Wie so viele Schauspieler brauchte wohl auch Hugh Jackman nur den richtigen Film, um der Welt zu zeigen, was für ein großartiger Schauspieler in ihm steckt. „Prisoners“ ist dieser Film. Jackman erblüht in der Rolle des zornigen Familienvaters nach seiner sehr guten Leistung in Les Misérables im letzten Jahr erneut zum heißen Oscar-Kandidaten und erbringt eine unglaublich fesselnde Leistung, von der man auch nur keine Sekunde die Augen lassen kann. Die zweite Hauptrolle (!) spielt Jake Gyllenhaal, der ebenfalls einen guten Job macht und den Film auch alleine auf seinen Schultern hätte tragen können – was er allerdings nicht muss, denn neben Jackman trumpfen auch noch Terrence Howard, Viola Davis, Maria Bello, Paul Dani und eine fast nicht wiederzuerkennende Melissa Leo mit starken Darbietungen auf.
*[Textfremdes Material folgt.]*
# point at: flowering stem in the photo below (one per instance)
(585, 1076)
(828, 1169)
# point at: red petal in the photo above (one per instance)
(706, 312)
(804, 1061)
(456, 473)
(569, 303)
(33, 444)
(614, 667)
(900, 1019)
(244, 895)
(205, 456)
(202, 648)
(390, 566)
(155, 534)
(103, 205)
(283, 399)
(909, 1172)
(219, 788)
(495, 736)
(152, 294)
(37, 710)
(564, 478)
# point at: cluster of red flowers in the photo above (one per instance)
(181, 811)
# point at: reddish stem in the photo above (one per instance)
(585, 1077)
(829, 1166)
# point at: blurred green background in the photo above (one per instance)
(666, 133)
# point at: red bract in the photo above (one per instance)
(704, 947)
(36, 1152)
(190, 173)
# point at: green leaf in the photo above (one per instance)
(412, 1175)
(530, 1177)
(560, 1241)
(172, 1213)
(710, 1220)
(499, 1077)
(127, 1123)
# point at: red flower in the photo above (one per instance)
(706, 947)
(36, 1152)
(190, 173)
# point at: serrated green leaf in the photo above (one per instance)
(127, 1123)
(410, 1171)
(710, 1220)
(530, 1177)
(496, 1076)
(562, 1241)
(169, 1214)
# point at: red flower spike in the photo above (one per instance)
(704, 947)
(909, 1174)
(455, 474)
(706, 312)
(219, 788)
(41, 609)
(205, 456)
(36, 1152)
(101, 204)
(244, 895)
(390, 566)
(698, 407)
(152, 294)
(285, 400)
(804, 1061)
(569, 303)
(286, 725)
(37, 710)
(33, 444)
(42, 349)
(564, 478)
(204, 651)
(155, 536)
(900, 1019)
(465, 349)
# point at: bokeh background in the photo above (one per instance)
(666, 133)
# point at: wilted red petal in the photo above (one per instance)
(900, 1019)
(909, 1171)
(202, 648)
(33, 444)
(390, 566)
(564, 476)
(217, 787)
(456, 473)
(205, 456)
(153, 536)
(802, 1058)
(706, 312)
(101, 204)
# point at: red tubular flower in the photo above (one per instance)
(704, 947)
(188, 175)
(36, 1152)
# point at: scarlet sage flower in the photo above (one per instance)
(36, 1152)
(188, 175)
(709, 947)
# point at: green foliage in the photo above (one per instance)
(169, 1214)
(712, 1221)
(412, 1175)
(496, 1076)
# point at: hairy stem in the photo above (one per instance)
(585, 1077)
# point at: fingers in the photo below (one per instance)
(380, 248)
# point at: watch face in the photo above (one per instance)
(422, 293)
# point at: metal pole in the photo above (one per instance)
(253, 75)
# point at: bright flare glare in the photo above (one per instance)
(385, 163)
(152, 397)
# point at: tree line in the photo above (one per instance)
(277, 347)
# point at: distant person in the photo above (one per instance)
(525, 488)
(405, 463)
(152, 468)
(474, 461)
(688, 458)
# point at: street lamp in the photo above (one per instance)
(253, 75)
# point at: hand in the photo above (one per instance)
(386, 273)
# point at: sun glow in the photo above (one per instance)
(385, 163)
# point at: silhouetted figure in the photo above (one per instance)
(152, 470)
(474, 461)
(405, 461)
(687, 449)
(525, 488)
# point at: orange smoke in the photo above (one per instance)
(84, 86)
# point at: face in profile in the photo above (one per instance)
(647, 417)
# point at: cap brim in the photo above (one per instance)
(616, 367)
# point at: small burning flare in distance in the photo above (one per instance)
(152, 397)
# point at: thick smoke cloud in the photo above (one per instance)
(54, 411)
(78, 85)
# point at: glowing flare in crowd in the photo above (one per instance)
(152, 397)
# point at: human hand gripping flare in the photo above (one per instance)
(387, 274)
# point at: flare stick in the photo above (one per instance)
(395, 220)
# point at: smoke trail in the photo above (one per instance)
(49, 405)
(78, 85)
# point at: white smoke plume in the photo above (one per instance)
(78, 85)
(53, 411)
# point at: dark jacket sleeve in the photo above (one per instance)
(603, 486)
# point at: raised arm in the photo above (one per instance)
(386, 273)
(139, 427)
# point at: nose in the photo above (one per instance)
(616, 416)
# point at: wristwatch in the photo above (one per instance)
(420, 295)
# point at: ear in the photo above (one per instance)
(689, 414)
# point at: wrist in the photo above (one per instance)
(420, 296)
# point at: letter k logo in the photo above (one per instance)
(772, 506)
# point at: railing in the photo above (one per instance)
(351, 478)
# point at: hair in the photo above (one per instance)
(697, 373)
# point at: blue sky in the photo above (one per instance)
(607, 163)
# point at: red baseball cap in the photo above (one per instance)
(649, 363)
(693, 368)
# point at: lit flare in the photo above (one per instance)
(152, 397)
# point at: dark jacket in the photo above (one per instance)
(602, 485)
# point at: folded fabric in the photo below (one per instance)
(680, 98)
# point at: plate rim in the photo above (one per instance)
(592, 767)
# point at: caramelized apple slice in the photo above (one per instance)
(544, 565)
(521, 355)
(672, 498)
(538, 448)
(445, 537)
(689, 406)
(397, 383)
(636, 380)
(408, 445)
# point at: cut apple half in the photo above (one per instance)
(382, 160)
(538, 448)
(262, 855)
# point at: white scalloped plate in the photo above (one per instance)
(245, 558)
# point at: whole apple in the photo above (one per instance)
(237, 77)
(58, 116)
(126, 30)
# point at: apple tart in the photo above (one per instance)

„Prisoners“ ist vor allem eins sensationelles Schauspielkino und wertet mit tollen Bildern eine sonst eher durchschnittliche Thriller-Handlung auf. Dennoch ist es ein Film der einen noch lange nach dem Filmgenuss nicht so schnell wieder loslässt und auch bei einer Zweitsichtung noch gut funktioniert. Angesicht der herausragenden Casts und das der Film als Charakterdrama sehr gut funktioniert, ist er letzten Endes doch im oberen Feld einzusortieren. Denke von Denis Villeneuve wird man noch viel hören.